MAKALAH ETIKA BISNIS
MAKALAH ETIKA
BISNIS
“ HUBUNGAN
PERUSAHAAN DENGAN STAKEHOLDER, LINTAS BUDAYA, DAN POLA HIDUP AUDIT SOSIAL”
DISUSUN OLEH:
KELOMPOK 7
Dejan Muhammad
|
11215648
|
M. Kasyfi Dunggio
|
14215217
|
Muthia Safira
|
14215858
|
Sofyan Effendi
|
16215651
|
KELAS
3EA15
FAKULTAS
EKONOMI
JURUSAN
MANAJEMEN
2018
BAB I
PENDAHULUAN
1.1 Latar Belakang Masalah
Stakeholder
dalam konteks ini adalah tokoh – tokoh masyarakat baik formal maupun informal,
seperti pimpinan pemerintahan (lokal), tokoh agama, tokoh adat, pimpinan
organisasi social dan seseorang yang dianggap tokoh atau pimpinan yang diakui
dalam pranata social budaya atau suatu lembaga (institusi), baik yang bersifat
tradisional maupun modern.
Pada
dasarnya setiap kegiatan perusahaan yang berhubungan dengan sumber daya alam, pasti
mengandung nilai positif, baik bagi internal perusahaan maupun bagi eksternal
perusahaan dan pemangku kepentingan yang lain. Meskipun demikian nilai positif
tersebut dapat mendorong terjadinya tindakan-tindakan dan perbuatan-perbuatan
yang akhirnya mempunyai nilai negatif, karena merugikan lingkungan, masyarakat
sekitar atau masyarakat lain yang lebih luas. Nilai negatif yang dimaksud
adalah seberapa jauh kegiatan perusahaan yang bersangkutan mempunyai potensi
merugikan lingkungan dan masyarakat. Atau seberapa luas perusahaan lingkungan
terjadi sebagai akibat langsung dari kegiatan perusahaan.
1.2 Rumusan Masalah
1. Bagaimana
bentuk stakehoulder ?
2. Apa
definisi dari stereotype, prejudice, stigma social ?
3. Mengapa
perusahaan harus bertanggung jawab ?
4. Bagaimana
komunitas Indonesia dan etika bisnis ?
5. Bagaimana
dampak tanggung jawab social perusahaan ?
6. Bagaimana
mekanisme pengawasan tingkah laku ?
1.3 Tujuan Masalah
1. Mengetahui
bentuk stakehoulder
2. Mengetahui
definisi dari stereotype, predudice, stigma social
3. Mengetahui
mengapa perusahaan harus bertanggung jawab
4. Mengetahui
komunitas Indonesia dan etika bisnis
5. Mengetahui
dampak tanggung jawab social perusahaan
6. Mengetahui
mekanisme pengawasan tingkah laku
BAB II
PEMBAHASAN
2.1 BENTUK STAKEHOLDER
Stakeholders dapat diartikan sebagai
segenap pihak yang terkait dengan isu dan permasalahan yang sedang diangkat.

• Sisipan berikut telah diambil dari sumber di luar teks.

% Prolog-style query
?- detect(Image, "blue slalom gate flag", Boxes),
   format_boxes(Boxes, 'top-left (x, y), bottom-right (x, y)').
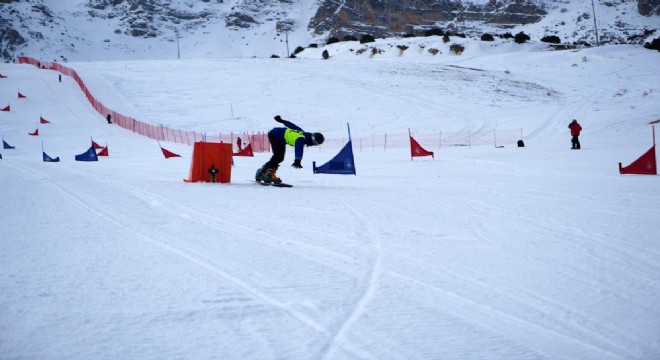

Misalnya bilamana isu periklanan, maka stakeholder dalam hal ini adalah
pihak-pihak yang terkait dalam isu periklanan, seperti nelayan, masyarakat
pesisir, pemilik kapal, anak buah kapal, pedagang ikan ,pengelah ikan,
pembudidaya ikan, pemerintah, pihak swasta dibidang periklanan, dan sebagainya.
Stakeholder dalam hal ini juga dinamakan pemangkun kepentingan.
Lembaga-lembaga telah menggunakan istilah
stakeholder ini secara luas kedalam proses pengambilan dan implementasi
keputusan. Secara sederhana stakeholder sering dinyatakan sebagai para pihak,
lintas pelaku, atau pihak-pihak yang terkait dengan suatu isi atau rencana.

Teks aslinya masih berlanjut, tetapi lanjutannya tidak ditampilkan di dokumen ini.